Adoubé par Joe Lally (bassiste de Fugazi) au début des années 2000 en les faisant signer un premier LP sur son label Tolotta Records, les américains de Dead Meadow ont par la suite séduit des groupes tels que Dinosaur Jr., Brian Jonestown Massacre ou The Black Mountain (rien que ça).
Passé chez Matador depuis six albums, le trio n’a jamais cessé de muter (un guitariste par ci, un guest par là) et a toujours réussi à affiner sa créativité. Ouvertement porté sur le rock des années 70, Dead Meadow est un vrai groupe à guitare old school. Ils aiment autant les riffs rageurs mais pacifiques que les solos de gratte façon rock heavy.

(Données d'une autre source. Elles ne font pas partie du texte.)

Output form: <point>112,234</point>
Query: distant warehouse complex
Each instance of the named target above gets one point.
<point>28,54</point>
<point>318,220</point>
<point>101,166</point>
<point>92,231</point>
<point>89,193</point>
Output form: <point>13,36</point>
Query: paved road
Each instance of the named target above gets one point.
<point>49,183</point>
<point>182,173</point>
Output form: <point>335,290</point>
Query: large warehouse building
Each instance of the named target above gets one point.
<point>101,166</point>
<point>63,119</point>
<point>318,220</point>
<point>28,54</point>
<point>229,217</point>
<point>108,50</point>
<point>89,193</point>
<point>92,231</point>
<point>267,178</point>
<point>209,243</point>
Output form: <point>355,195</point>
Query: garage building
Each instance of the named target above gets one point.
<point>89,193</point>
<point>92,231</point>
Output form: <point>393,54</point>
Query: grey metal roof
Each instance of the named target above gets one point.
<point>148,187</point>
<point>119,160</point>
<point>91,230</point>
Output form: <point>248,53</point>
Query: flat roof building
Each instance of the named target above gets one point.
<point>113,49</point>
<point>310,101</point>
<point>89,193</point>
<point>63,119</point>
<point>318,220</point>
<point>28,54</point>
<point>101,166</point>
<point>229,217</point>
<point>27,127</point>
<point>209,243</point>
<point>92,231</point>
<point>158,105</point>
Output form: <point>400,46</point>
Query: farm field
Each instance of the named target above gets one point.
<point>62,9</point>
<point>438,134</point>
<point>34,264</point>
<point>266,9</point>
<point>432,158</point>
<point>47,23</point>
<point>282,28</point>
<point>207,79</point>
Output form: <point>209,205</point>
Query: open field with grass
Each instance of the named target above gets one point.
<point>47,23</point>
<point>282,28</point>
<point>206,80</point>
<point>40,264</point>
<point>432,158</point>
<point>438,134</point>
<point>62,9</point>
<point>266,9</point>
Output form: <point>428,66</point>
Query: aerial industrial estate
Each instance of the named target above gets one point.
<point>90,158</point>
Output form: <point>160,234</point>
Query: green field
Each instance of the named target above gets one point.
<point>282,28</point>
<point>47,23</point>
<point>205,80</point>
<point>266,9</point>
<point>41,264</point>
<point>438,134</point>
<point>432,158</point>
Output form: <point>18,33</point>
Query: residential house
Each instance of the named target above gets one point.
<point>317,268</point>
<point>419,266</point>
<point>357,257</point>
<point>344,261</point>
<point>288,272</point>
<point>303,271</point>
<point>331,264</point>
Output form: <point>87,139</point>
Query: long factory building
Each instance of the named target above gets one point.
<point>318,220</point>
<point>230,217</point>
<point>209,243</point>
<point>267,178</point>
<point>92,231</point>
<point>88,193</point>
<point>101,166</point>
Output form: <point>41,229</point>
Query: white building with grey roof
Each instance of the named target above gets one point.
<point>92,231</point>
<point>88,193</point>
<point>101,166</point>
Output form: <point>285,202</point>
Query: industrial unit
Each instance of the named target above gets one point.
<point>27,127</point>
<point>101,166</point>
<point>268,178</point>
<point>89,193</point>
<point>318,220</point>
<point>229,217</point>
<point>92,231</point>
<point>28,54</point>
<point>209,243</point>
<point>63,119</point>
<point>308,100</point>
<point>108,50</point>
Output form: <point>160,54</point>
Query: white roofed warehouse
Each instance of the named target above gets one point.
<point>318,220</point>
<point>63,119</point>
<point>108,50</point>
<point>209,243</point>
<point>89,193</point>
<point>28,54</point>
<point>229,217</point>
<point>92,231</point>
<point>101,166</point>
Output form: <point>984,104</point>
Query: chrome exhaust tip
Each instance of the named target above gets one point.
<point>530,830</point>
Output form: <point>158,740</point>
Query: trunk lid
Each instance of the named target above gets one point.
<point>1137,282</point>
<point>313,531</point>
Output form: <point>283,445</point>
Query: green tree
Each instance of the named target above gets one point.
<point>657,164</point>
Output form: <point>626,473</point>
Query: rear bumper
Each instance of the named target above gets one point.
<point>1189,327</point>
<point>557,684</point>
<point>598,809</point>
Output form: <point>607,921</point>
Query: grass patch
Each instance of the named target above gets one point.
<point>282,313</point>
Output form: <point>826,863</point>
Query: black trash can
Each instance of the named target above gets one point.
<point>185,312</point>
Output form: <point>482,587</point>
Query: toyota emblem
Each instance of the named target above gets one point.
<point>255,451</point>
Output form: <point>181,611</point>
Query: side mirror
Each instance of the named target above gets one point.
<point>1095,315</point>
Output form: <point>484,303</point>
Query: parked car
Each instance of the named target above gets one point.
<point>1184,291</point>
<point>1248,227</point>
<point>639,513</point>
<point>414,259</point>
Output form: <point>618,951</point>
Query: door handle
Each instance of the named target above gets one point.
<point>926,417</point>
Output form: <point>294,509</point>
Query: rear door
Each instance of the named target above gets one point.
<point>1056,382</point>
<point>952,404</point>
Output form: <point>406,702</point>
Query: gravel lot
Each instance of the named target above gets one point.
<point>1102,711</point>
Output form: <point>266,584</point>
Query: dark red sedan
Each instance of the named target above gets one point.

Entre ode pastorale gorgé de psychédélisme soft et complainte urbaine baigné de spiritualité, Old Growth n’est pas un album passéiste à la gloire des seventies mais plutôt un disque de genre.
Grâce à des arpèges langoureux propres à la folk music, a des rythmes indolents qui font penser au blues et a un chant incantatoire adressé aux cieux, les californiens sont des ambassadeurs de la musique dédiée à l’âme. Malgré une structure harmonique très classique, ils parviennent à installer des ambiances originales et saisissantes.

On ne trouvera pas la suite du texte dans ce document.